Best way to use controls for multiple batches? #135

Open DrLCode opened 1 year ago

DrLCode commented 1 year ago

Hi everyone,

I'm planning on using Decontam (prevalence approach) to identify and filter possible contaminants from skin microbiome sequencing data and was wondering if anyone would be able to provide some input as to the best way to utilise my controls for this. For context I have ~120 animal samples, a negative control collected each day of sample collection (N=9), a negative extraction control from each extraction batch (N=13) and a PCR/sequencing control from each sequencing batch (N=2).

I had originally planned to subset my data manually into the appropriate batches, run decontam, prune and reassemble before repeating for the next set of controls (i.e. decontam the 2 sequencing batches separately, then decontam the 13 extraction batches separately and finally decontam the 9 collection days separately). From reading available information and looking through this forum it seems that plan would be ill advised on account of there being only one control in each analysis.

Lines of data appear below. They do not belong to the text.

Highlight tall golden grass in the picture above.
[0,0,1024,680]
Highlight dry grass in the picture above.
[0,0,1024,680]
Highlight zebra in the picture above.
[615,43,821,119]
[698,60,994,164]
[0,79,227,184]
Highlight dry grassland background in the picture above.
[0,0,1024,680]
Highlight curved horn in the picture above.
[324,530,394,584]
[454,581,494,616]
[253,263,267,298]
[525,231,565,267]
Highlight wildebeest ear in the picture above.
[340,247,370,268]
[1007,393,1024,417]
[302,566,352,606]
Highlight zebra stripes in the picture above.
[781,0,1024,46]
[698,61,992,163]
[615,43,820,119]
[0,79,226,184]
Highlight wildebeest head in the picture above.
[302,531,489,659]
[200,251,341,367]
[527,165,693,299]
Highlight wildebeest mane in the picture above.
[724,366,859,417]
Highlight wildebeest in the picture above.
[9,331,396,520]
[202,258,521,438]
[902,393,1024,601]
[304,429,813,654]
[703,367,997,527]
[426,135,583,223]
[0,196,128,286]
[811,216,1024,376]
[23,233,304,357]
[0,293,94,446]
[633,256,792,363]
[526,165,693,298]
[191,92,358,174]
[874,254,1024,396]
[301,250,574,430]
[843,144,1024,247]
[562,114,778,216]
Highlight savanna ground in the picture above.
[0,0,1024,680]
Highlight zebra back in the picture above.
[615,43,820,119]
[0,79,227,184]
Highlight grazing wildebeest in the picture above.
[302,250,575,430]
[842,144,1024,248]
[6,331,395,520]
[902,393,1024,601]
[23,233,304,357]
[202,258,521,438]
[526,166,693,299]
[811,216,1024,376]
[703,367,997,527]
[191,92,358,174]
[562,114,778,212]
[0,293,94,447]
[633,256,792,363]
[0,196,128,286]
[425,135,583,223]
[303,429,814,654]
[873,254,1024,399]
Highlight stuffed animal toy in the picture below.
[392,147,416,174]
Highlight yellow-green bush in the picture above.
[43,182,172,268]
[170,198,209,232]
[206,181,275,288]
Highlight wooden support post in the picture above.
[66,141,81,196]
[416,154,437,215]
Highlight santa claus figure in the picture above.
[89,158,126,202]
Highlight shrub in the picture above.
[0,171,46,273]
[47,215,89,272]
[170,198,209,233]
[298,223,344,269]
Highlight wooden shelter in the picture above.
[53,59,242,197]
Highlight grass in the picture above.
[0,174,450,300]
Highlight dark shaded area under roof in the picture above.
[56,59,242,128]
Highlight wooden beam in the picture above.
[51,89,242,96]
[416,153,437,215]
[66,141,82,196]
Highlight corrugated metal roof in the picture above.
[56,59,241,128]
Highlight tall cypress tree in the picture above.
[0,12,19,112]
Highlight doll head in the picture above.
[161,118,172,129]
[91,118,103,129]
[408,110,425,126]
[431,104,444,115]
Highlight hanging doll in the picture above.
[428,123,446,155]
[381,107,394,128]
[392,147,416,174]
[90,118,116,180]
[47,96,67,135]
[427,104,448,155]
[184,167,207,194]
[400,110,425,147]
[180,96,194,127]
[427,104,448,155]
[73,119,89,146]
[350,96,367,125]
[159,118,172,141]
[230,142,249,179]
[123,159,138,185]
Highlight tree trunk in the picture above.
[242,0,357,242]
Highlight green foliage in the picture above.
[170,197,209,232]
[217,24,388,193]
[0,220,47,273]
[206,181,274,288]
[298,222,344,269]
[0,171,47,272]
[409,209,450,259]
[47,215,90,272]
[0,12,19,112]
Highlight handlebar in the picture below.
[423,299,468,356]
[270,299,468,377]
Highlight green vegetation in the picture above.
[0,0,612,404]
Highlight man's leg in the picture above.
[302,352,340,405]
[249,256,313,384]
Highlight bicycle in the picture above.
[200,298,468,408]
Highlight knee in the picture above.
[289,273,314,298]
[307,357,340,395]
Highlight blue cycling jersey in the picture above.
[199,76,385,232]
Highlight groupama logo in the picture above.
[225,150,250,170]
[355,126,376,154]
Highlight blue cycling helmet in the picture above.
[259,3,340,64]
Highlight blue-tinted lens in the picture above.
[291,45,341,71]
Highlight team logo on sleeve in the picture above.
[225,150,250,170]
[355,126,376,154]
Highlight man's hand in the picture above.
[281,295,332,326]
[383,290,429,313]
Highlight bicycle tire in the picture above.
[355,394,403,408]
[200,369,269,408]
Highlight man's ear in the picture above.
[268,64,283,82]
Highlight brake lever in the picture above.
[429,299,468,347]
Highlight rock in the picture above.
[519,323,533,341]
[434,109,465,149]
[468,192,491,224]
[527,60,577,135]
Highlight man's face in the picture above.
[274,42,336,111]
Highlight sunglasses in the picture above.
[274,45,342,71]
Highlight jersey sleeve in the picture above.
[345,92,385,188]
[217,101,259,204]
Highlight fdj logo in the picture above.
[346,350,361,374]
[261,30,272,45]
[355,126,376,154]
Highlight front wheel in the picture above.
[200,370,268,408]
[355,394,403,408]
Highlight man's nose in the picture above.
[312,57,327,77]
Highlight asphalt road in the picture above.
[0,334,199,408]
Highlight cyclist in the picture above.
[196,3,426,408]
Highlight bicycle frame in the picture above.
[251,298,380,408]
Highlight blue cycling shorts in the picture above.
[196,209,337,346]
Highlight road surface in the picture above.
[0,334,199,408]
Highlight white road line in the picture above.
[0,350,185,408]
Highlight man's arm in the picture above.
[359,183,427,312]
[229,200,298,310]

These samples are from a multiple animals with different characteristics, and collected on separate occasions, so I'm apprehensive to run decontam on all samples and all controls together, as a legitimate contaminant that appeared in a single control and all the samples that control directly applies to could be lost amongst the rest.

Would splitting my samples into subsets that include all 3 controls associated with each sample (creating lots of very small subsets) be an appropriate approach?

Any comments are much appreciated!

benjjneb commented 1 year ago

It is not advised to split into many small subsets.

The prevalence method relies on multiple negative control samples to have the statistical power to effectively discriminate between contaminants and non-contaminants. Although the animals might be different, if you are using the same measurement protocol throughout, the contaminants being introduced should be consistent, and that is what is important to the decontam method.

Furthermore, the most effective negative controls to use with decontam (or other contaminant ID methods) are those that went through as much of your measurement methodology as possible, ideally a sterile sampling instrument that was exposed to the sampling environment but used to actually perform sampling. That sounds like it might correspond to your "negative control collected each day of sample collection". Other types of negative controls introduces later are not as effective, as they can only inform about contaminants introduced after that step in the measurement process.